Milan-based Salini Impregilo S.p.A.  has nearly completed the multispan viaduct, including a 270-m-long, curved cable-stayed bridge at its north end. The contractor craned the first 29-m-tall steel cable pylon into place on the deck late this May and has since fitted the second one.

Valued at $252 million, Salini Impregilo’s design-build contract, which also includes another 390-m section of viaduct and 1.6 km of at-grade work, started in December 2013. The value rose to about $290 million in 2015 to cover land cleanup, says TfNSW’s spokesman.

But the price increase does not include the cost of remedying last September’s compression failure of a joint between two precast segments on one of the viaducts roughly 39-m spans, adds the spokesman.

The viaduct was built using match-cast segments, placed span by span. But at one location, the segments were out of sequence, compelling the contractor to make a cast-in-place joint with cement grout, according to a report for TfNSW by Aurecon Australasia Pty. Ltd. (ENR.com 2/24/17). Among reasons for the joint failure, the report cited inadequate grout.

Salini Impregilo referred all questions to the owner. The contractor is bearing the cost of the incident, and the contract remains on schedule, says TfNSW’s spokesman.

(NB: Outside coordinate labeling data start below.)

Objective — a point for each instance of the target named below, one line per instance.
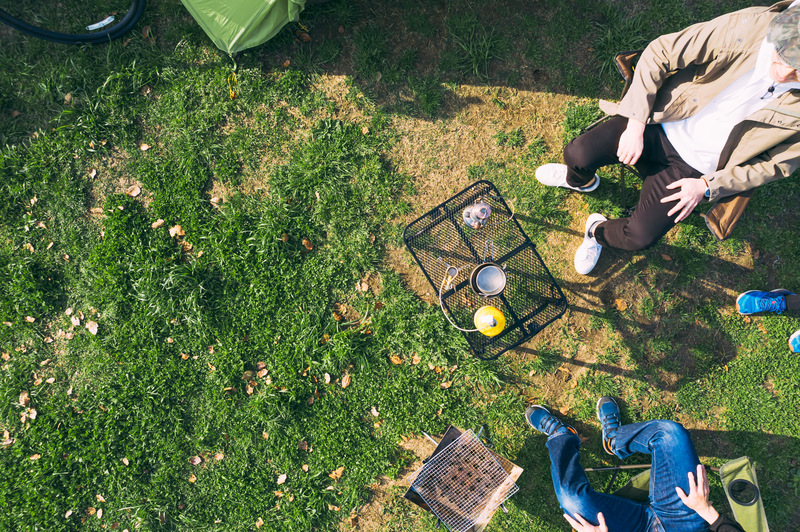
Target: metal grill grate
(463, 482)
(531, 300)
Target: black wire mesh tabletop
(447, 240)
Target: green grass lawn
(201, 330)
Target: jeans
(659, 164)
(673, 456)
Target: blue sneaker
(794, 342)
(608, 414)
(754, 301)
(542, 420)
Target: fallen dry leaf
(337, 474)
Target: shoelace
(611, 423)
(550, 424)
(772, 304)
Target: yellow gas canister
(490, 321)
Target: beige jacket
(679, 73)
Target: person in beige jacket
(713, 111)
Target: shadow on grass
(687, 341)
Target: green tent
(241, 24)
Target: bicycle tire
(122, 27)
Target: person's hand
(697, 499)
(690, 194)
(581, 525)
(631, 142)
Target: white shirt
(699, 139)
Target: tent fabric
(242, 24)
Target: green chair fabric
(236, 26)
(750, 517)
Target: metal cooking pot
(488, 280)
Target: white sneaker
(589, 251)
(555, 175)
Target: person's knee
(639, 237)
(675, 432)
(576, 156)
(576, 502)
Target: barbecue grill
(463, 482)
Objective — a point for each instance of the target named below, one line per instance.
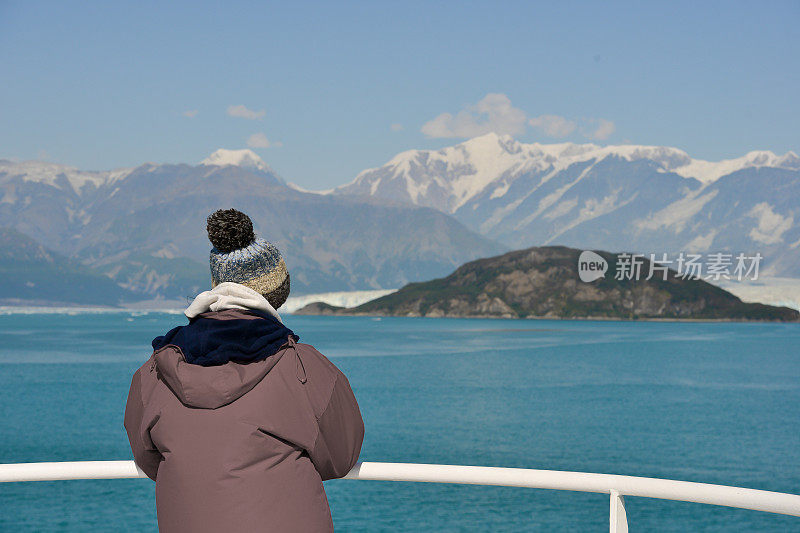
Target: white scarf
(229, 295)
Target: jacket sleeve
(341, 432)
(145, 454)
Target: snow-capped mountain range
(144, 228)
(646, 199)
(449, 178)
(416, 217)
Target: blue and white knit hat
(240, 257)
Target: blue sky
(336, 87)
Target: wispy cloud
(603, 129)
(494, 113)
(241, 111)
(259, 140)
(554, 125)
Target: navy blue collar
(208, 341)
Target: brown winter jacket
(243, 447)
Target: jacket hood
(210, 387)
(220, 355)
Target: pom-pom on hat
(239, 256)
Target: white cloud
(494, 113)
(601, 129)
(553, 125)
(242, 111)
(259, 140)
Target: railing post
(618, 522)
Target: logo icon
(591, 266)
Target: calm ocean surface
(715, 403)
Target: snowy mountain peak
(58, 175)
(238, 158)
(451, 177)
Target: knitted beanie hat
(240, 257)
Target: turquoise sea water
(708, 402)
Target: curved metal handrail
(615, 485)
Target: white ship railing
(615, 486)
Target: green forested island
(543, 282)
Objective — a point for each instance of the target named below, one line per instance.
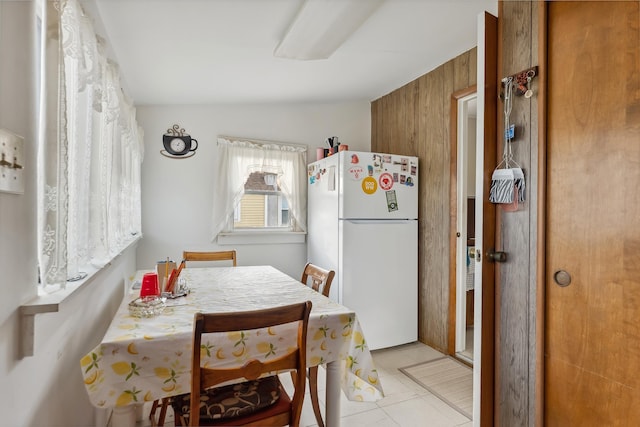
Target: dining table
(145, 358)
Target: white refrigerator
(363, 223)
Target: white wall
(47, 388)
(177, 194)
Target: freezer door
(378, 186)
(378, 273)
(322, 220)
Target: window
(261, 187)
(89, 151)
(263, 204)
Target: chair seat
(235, 403)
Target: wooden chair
(210, 256)
(285, 411)
(189, 256)
(320, 281)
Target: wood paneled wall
(414, 120)
(517, 232)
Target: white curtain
(237, 158)
(89, 154)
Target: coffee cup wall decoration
(178, 144)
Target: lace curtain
(238, 158)
(90, 152)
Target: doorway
(466, 125)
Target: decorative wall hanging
(507, 182)
(178, 144)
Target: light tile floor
(406, 404)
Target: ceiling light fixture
(321, 26)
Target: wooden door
(592, 340)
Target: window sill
(261, 237)
(51, 303)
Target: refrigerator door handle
(386, 221)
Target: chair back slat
(318, 278)
(293, 360)
(210, 256)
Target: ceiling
(221, 51)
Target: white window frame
(287, 160)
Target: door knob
(496, 256)
(562, 278)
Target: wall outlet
(11, 162)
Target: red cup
(149, 286)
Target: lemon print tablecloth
(143, 359)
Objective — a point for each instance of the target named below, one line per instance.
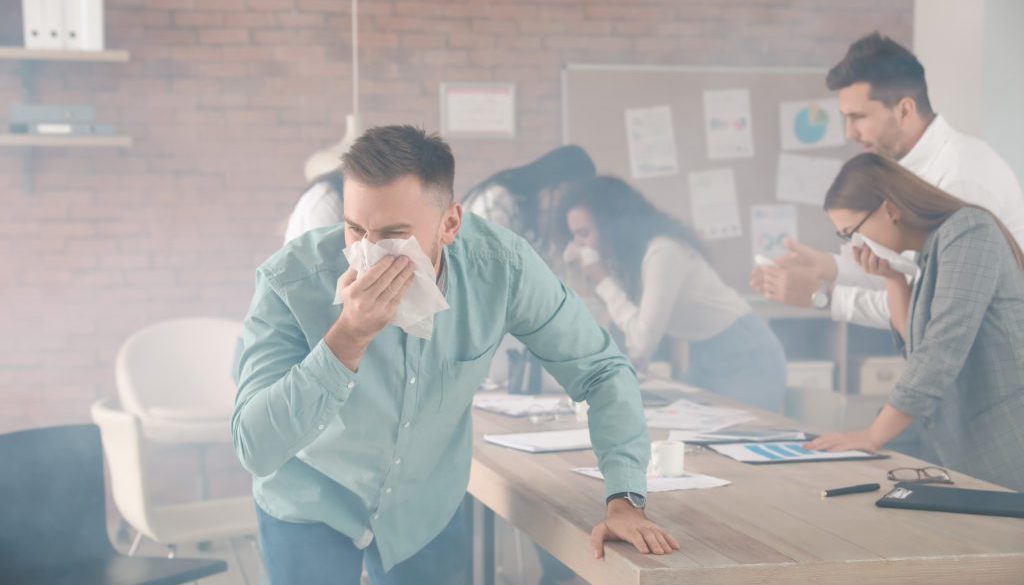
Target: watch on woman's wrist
(636, 500)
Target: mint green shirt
(384, 453)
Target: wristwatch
(635, 500)
(821, 299)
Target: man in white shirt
(320, 206)
(884, 97)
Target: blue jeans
(745, 362)
(316, 554)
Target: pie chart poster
(812, 124)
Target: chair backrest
(51, 499)
(181, 366)
(123, 446)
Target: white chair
(177, 377)
(226, 518)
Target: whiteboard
(594, 102)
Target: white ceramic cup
(667, 458)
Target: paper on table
(658, 484)
(734, 435)
(544, 442)
(689, 415)
(781, 452)
(714, 204)
(520, 405)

To upgrade and equip phase one’s southern 13 km to Chatswood, build eight stations, supply trains and operate the phase-one line for 15 years, TfNSW awarded a $2.7-billion public-private-partnership contract to Northwest Rapid Transit (NRT) in September 2014.

NRT includes Hong Kong’s mass transit operator MTR Corp. as well as a number of contractors and financial institutions. The partners will contribute more than $1.3 billion of financing, including $1.2 billion of senior debt plus equity. The consortium will recoup its investment though performance-based payments.

NRT’s contract can be extended to cover the second phase, subject to negotiations, says TfNSW’s spokesman. With that decision still to be made, the fixed price, lump-sum design-build contract for phase two’s 15.5-km twin tunnels and six underground stations are due for award within months.

John Holland Pty. Ltd., CPB Contractors Pty. Ltd. and Ghella Pty. Ltd. form one bidder. The contending team includes Ferrovial Agroman (Australia) Pty. Ltd., Acciona Infrastructure Australia Pty. Ltd. and BAM International Australia Pty. Ltd.

To help with this work, TfNSW in May appointed San Francisco-based Bechtel Inc. as its delivery management partner. The team will be led by Ailie MacAdam, who had a similar role on London’s vast Crossrail project and leads Bechtel’s global railroad work.

MacAdam plans to transfer her Crossrail experience to the Sydney metro, which, she adds, is providing Bechtel with a toehold in Australia’s promising infrastructure market.